Bonin has received $8,500 in campaign donations from Levenson and Helmke since 2008, including a $1,000 loan during his 2016 campaign for Criminal District Court, CourtWatch NOLA said. While the report doesn’t suggest those donations were against the law, it said that in the future, Bonin should disclose ETOH’s campaign contributions when ordering a defendant to wear a monitor.
For his part, Bonin said there was nothing nefarious about referring defendants to ETOH. He said he only became aware that the company was operating in Orleans Parish via an email from the state office of Probation and Parole, which used the company at the time.
“Whosoever the monitor, you’ve got to trust them,” Bonin said in an interview, adding that while he had a bad experience in one case with the alternative provider, A2i, he has since become comfortable with that company.
A2i said it had not been ordered to provide regular reports to the court in the case that raised Bonin’s ire. The company’s general manager, Jill Dennis, said maintaining its reputation is key to its business.
“We want to make sure that we’re accountable and responsible to the court,” she said.

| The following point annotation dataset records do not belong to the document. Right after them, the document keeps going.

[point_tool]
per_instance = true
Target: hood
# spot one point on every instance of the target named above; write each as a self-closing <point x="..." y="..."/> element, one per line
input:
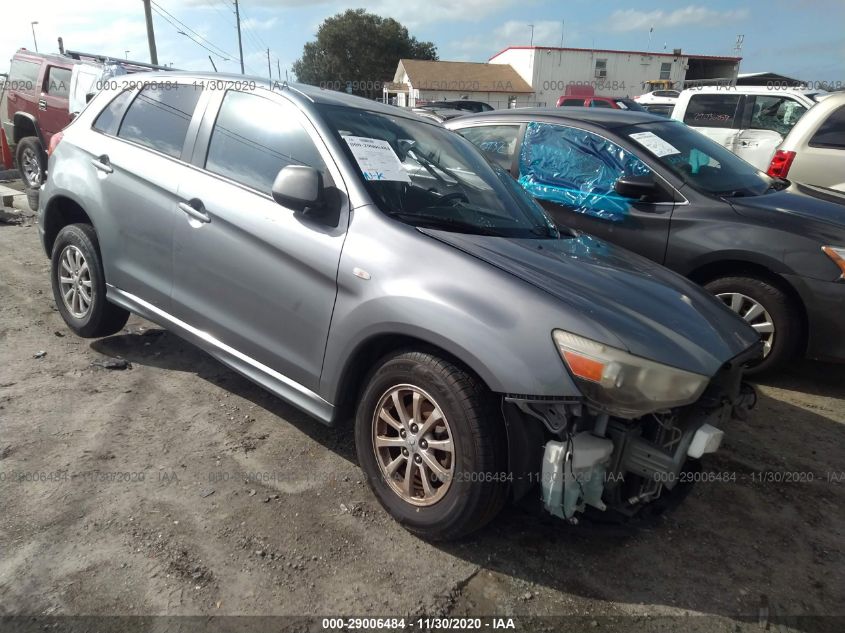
<point x="803" y="201"/>
<point x="654" y="312"/>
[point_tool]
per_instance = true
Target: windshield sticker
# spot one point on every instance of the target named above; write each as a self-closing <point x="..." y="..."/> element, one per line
<point x="376" y="159"/>
<point x="654" y="144"/>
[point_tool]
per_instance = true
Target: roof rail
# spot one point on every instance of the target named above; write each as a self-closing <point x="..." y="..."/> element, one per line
<point x="78" y="55"/>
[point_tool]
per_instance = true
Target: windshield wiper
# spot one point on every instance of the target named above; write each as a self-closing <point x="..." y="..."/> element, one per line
<point x="778" y="185"/>
<point x="444" y="222"/>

Bonin noted that no one in Jones’ case or any other filed an appeal.
Levenson said his company has no formal agreement with the judge and denies the suggestion that there is a conflict of interest.
“I can tell you that very, very few people on ankle monitors pay the full amount of those monitoring charges,” Levenson said. “We work with these people to assist them in being able to make payments.”
Since CourtWatch NOLA approached Bonin, he has emailed attorneys for the five defendants in his courtroom using ETOH, telling them that they are free to switch to A2i.
Rafael Goyeneche, the president of the watchdog Metropolitan Crime Commission, said his group has recently proposed a new public program that would replace the private monitoring companies.
Goyeneche said he thinks having a publicly run outfit is especially important at a time when judges are setting lower and lower bail amounts, as part of a city push to slice the jail’s population.
Bonin said he would welcome a public alternative provided by the city.
Blake Arcuri, the general counsel for the Sheriff’s Office, said the public would have to be prepared to foot the bill.
“If a public entity runs it, the community has to be ready. It’s going to be a big staffing and money investment,” he said. The program cost $400,000 a year the last time it was under the direction of the Sheriff’s Office.
Meanwhile, ankle monitoring as a way to keep track of defendants is increasingly under attack from criminal justice reform advocates. Kilgore, who spent time on an ankle monitor himself, said there are no hard data to prove that they work.
“There’s an assumption that it’s helpful, and this is exactly the same assumption that drove the growth of mass incarceration,” he said.
Jones, the former defendant in Bonin’s courtroom, said being on an ankle monitor was “10 times better” than sitting in jail. But he doesn’t think the cost of the monitors should be born by poor defendants and their families.
“The justice system — they’re the ones that want it on you, so they might as well pay for it,” he said.